Will you be spending time with a preemie or child with lung problems this winter? Here are some ways you can help keep them safe.

7 Ways You Can Help Kids with Lung Disease Stay Healthy

  1. Wash your hands! (A lot!)
  2. Wash your hands immediately when you walk in the door. And then wash them again after you use the bathroom, touch garbage, blow your nose, or eat. Wash them again before you touch the child.
  3. Visit to learn about how to prevent RSV.
  4. Get a flu shot and a Pertussis vaccine. For real.
  5. Don’t visit if you or anyone in your family has been sick (especially runny nose, cough, fever, vomiting, or diarrhea) within the past week. (Also, if you’ve been exposed to someone who has been sick within the last week, please do not visit.)
  6. Please plan to remove your shoes when you visit.
  7. Please do not smoke before visiting, or shower and change your clothes prior to visiting.

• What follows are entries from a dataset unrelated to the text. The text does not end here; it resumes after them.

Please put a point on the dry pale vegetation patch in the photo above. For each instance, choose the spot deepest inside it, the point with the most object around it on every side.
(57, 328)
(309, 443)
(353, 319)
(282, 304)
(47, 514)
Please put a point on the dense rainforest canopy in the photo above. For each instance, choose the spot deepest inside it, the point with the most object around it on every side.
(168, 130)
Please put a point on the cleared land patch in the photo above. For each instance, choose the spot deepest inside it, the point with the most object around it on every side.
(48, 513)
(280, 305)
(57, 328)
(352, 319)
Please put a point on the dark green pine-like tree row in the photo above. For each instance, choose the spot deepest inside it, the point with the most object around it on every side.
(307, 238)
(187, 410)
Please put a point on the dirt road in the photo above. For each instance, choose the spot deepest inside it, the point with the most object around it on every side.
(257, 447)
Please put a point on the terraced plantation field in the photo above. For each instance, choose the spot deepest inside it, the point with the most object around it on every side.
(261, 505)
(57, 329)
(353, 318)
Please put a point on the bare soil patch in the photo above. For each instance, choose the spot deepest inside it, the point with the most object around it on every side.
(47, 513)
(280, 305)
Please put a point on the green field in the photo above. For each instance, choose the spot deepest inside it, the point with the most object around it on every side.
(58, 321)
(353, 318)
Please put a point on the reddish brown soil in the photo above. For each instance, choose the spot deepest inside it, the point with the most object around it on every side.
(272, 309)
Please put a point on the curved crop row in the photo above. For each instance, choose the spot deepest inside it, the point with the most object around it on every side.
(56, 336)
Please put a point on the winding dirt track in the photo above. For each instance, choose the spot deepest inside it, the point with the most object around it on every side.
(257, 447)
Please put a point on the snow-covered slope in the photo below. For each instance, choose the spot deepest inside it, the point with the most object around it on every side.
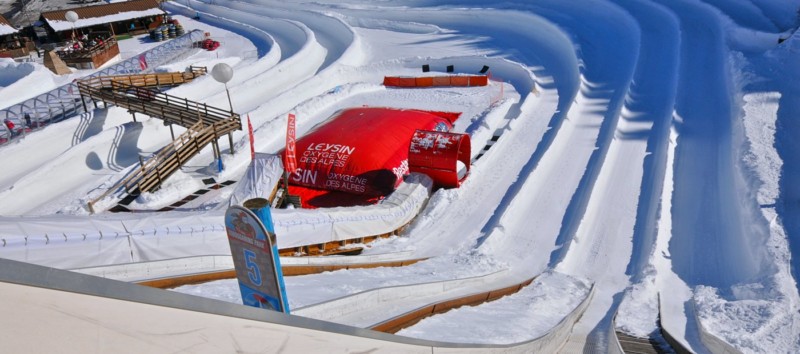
(645, 147)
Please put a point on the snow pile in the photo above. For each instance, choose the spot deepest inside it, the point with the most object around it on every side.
(753, 316)
(20, 81)
(527, 314)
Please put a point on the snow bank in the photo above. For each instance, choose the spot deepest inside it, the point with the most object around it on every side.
(525, 315)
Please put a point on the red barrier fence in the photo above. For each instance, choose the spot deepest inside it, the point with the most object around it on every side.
(434, 81)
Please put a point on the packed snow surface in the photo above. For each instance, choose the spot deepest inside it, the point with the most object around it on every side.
(647, 149)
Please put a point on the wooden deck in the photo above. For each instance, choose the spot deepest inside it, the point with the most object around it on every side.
(204, 123)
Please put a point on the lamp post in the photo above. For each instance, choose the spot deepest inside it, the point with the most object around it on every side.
(223, 73)
(72, 16)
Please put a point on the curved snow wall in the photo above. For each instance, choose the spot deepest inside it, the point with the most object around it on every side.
(54, 294)
(431, 81)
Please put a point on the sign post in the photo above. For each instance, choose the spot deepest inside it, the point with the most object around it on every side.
(252, 139)
(254, 249)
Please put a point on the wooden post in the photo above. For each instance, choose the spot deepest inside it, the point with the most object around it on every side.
(84, 104)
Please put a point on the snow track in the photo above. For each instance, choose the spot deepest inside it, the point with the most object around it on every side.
(620, 160)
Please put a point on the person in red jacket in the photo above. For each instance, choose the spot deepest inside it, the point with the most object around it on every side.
(10, 125)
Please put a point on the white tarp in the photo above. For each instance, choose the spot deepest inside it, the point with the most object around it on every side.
(260, 179)
(69, 241)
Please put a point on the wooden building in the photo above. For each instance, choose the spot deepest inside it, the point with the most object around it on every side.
(129, 17)
(91, 40)
(12, 43)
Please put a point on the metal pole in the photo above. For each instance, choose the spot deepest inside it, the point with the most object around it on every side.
(229, 97)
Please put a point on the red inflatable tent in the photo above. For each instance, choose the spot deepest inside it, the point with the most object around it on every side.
(362, 152)
(443, 156)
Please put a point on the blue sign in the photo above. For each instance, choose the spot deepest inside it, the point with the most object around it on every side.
(255, 257)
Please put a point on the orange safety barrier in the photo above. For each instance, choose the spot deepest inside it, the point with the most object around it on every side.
(441, 81)
(391, 81)
(433, 81)
(478, 80)
(407, 82)
(424, 81)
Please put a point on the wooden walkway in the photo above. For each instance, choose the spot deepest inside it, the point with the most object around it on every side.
(160, 79)
(204, 123)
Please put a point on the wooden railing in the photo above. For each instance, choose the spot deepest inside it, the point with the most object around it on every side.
(204, 125)
(172, 109)
(161, 79)
(86, 53)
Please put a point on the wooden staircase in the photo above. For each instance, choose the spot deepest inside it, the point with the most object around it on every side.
(160, 79)
(204, 124)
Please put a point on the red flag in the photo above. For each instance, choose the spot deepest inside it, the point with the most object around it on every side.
(252, 140)
(289, 159)
(143, 62)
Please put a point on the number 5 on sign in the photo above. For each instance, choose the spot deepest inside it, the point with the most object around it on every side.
(255, 258)
(253, 273)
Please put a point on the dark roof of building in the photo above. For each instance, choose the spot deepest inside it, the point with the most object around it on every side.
(102, 10)
(3, 21)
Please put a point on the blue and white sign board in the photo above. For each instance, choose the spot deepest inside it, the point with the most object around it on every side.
(255, 257)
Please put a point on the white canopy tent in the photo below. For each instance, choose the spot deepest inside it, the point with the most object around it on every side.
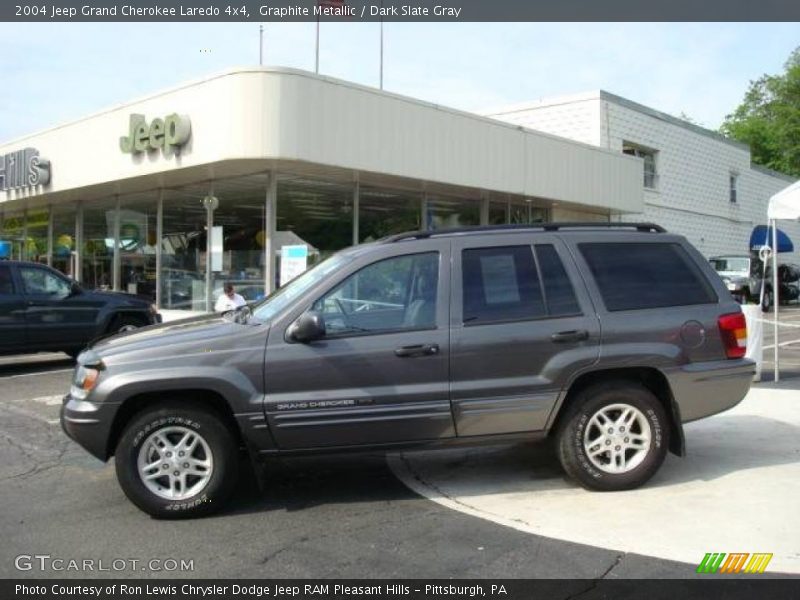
(783, 206)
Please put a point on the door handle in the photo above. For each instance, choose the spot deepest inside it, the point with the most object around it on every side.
(575, 335)
(417, 350)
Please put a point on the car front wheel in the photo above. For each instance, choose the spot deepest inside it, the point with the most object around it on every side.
(614, 436)
(174, 461)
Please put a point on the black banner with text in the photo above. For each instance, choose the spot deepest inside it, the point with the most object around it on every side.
(405, 10)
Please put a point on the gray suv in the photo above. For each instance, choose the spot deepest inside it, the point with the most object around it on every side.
(603, 338)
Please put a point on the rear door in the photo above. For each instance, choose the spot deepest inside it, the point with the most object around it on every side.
(12, 313)
(380, 375)
(521, 325)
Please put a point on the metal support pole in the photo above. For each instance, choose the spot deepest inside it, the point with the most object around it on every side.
(484, 213)
(116, 264)
(78, 259)
(209, 236)
(260, 45)
(316, 61)
(381, 69)
(775, 298)
(159, 244)
(271, 205)
(50, 235)
(356, 203)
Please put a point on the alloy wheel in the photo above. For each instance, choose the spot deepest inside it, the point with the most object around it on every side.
(617, 438)
(175, 463)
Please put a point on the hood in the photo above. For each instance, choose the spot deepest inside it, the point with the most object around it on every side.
(118, 298)
(198, 334)
(734, 275)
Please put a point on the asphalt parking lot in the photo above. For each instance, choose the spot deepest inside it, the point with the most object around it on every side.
(356, 517)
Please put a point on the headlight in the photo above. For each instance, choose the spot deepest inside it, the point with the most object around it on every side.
(83, 382)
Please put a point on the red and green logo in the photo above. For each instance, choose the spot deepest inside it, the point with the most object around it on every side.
(735, 562)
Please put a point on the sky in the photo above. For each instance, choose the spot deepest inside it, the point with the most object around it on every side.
(53, 73)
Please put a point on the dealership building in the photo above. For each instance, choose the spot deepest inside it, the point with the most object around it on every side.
(695, 181)
(222, 178)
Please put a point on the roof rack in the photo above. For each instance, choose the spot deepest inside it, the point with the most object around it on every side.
(419, 235)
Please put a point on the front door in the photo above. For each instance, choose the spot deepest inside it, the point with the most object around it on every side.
(12, 313)
(522, 324)
(380, 375)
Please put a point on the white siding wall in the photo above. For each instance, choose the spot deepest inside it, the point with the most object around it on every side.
(693, 169)
(577, 118)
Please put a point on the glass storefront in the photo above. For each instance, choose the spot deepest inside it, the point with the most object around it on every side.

Third-hand smoke is real and babies with lung disease are extremely sensitive to smoke.

So, we’re ready! We will print this list and tape it to our doors. We will send an email with this information to all of our family and friends so they are all on board with prevention in mind. Feel free to do the same! We have a Respiratory Action Plan and we know what to do when Jax gets sick. We’re gearing up for RSV season – BLAH!

Parents, what are some strategies you use to keep your kids healthy during cold and flu season?